SweetOps #aws for July, 2024

Discussion related to Amazon Web Services (AWS)

Archive: https://archive.sweetops.com/aws/

2024-07-01

2024-07-02

2024-07-04

Dhamodharan

11:41:33 AM

Hi All, Seeking suggestions for a AWS POC,

Setting up a small AWS POC, planning to setup 1uat machine 1 prod machine and 1 Jenkins machine to build and deploy to both uat and prod.

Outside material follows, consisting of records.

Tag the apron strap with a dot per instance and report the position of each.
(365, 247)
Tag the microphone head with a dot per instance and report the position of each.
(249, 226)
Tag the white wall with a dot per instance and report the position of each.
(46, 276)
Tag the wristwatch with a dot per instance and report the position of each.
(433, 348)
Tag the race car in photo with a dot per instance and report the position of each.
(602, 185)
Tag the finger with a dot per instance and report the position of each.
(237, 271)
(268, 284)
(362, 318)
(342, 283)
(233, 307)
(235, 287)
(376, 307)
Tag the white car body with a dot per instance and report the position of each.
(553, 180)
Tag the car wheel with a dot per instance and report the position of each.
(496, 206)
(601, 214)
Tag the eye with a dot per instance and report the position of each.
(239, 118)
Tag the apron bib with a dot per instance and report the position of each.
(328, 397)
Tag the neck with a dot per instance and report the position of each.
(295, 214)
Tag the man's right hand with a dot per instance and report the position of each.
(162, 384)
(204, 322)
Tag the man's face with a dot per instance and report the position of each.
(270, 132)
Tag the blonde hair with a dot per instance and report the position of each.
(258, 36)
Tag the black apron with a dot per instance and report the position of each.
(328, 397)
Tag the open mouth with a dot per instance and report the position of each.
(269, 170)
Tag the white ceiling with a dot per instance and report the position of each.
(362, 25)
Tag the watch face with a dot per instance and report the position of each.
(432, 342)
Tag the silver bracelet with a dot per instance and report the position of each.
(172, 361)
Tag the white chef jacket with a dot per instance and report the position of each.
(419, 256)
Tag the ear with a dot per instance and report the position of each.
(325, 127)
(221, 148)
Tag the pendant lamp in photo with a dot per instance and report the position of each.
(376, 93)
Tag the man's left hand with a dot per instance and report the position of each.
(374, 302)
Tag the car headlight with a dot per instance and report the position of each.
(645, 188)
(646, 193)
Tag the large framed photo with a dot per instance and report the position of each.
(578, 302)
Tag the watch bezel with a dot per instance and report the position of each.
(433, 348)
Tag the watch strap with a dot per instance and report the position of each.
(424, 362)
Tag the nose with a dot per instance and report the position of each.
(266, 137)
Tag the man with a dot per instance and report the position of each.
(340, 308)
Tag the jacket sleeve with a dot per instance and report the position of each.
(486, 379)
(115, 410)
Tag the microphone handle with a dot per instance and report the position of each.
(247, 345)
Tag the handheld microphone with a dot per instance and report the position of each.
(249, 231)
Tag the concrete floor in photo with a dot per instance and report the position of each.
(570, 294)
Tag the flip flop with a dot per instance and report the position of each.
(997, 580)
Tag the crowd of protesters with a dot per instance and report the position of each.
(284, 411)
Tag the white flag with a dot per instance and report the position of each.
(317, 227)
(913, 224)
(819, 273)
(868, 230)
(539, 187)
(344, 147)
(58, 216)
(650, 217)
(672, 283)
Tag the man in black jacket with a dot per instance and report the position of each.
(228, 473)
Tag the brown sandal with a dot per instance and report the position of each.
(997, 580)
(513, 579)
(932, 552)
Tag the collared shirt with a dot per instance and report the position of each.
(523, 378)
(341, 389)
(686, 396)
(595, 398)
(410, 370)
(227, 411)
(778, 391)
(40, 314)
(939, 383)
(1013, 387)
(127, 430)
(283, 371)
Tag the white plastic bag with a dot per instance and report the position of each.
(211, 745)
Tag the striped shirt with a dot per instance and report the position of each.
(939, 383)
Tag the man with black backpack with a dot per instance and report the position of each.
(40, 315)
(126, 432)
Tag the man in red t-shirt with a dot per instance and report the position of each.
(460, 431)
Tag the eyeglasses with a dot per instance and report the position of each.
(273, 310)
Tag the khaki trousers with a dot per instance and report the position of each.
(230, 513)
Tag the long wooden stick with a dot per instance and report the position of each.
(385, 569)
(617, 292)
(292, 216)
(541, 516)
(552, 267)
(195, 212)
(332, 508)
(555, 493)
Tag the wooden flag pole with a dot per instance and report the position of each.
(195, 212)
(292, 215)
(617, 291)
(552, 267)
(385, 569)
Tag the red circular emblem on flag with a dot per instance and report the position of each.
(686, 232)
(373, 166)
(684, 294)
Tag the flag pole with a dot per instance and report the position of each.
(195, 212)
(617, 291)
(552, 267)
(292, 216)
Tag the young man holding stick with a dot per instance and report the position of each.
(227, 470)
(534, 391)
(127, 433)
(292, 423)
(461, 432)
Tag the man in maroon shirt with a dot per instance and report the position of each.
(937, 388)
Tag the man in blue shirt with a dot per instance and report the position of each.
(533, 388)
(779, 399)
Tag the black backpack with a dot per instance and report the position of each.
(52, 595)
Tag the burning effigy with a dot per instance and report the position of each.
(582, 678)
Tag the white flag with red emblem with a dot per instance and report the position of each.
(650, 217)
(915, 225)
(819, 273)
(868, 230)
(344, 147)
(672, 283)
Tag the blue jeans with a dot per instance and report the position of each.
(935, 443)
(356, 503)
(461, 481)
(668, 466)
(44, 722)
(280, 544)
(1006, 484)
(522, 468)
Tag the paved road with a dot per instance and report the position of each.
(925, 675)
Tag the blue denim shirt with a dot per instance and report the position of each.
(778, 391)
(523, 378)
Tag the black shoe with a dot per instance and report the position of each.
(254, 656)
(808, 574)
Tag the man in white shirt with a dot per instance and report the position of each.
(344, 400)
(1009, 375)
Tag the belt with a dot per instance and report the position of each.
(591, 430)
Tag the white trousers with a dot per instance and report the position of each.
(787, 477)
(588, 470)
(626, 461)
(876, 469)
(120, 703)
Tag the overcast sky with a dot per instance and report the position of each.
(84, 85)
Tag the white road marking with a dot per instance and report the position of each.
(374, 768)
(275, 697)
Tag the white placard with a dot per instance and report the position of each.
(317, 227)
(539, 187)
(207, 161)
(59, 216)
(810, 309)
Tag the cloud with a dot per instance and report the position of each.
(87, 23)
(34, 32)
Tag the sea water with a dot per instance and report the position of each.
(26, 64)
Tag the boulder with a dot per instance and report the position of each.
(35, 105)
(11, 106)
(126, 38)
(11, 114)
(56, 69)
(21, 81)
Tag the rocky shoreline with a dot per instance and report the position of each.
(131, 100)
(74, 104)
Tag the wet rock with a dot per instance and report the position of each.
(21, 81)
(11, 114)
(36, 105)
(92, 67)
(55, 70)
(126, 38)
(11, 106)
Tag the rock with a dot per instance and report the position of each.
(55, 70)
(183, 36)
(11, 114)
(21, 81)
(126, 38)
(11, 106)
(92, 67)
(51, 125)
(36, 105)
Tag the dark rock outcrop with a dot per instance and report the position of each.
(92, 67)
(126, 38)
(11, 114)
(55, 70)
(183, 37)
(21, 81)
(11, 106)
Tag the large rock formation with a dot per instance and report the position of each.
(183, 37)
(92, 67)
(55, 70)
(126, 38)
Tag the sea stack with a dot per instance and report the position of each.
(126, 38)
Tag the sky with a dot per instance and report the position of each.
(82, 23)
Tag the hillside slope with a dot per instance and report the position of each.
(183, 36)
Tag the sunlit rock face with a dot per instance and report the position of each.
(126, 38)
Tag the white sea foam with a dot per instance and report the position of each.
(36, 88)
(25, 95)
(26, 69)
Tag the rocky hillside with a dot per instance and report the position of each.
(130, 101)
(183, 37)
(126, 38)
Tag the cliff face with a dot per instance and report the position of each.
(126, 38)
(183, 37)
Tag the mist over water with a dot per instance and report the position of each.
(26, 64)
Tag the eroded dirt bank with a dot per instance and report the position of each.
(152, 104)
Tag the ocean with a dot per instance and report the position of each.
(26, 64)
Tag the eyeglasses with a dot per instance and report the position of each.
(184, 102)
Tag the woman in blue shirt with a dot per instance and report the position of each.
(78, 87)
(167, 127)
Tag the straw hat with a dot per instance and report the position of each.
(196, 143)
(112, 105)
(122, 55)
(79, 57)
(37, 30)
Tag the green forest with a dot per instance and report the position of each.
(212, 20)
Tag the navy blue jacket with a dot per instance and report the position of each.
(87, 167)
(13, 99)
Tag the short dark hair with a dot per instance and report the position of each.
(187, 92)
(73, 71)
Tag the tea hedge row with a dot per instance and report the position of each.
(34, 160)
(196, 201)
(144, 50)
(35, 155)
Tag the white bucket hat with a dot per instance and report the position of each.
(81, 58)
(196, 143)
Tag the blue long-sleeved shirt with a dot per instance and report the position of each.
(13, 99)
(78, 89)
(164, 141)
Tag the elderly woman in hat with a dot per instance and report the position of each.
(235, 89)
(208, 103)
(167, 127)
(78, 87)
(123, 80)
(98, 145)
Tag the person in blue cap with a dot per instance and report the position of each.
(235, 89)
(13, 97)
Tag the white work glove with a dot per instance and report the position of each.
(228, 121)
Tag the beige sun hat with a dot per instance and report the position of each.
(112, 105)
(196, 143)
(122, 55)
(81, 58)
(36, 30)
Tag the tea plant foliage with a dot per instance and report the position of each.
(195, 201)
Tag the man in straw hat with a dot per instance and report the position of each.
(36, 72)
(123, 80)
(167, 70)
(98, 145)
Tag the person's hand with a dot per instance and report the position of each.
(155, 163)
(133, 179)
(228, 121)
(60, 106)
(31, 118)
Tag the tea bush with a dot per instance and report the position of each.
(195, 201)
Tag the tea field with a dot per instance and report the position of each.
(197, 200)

To ensure the security, planning to go with aws organisation and keep 3accounts to keep all 3 servers. Is it good approach or any other approach to set it up? interms of security and cost effective.

Thanks in advance.

theherk

11:45:25 AM

An account per machine, seems like more overhead than required for a POC, but in general this seems like a good separation. Using jenkins seems like a bummer.

Dhamodharan

12:00:11 PM

We may be moving the same setup to live, so I am thinking this way..

Dhamodharan

12:01:06 PM

Also not sure about the costing with AWS, Is the aws accounts costs extra?

theherk

12:15:34 PM

No. You pay per resource used.

theherk

12:16:31 PM

Even organizations doesn’t cost extra, just the resources within the accounts attached to the organization.

Dhamodharan

12:26:33 PM

thanks for the info @theherk, I will implement the same approach then…

managedkaos

05:33:14 PM

For a POC… multiple accounts would be overkill.

However if your POC is to demonstrate account separation for a larger project, then yes, go for it. The org and the accounts are free.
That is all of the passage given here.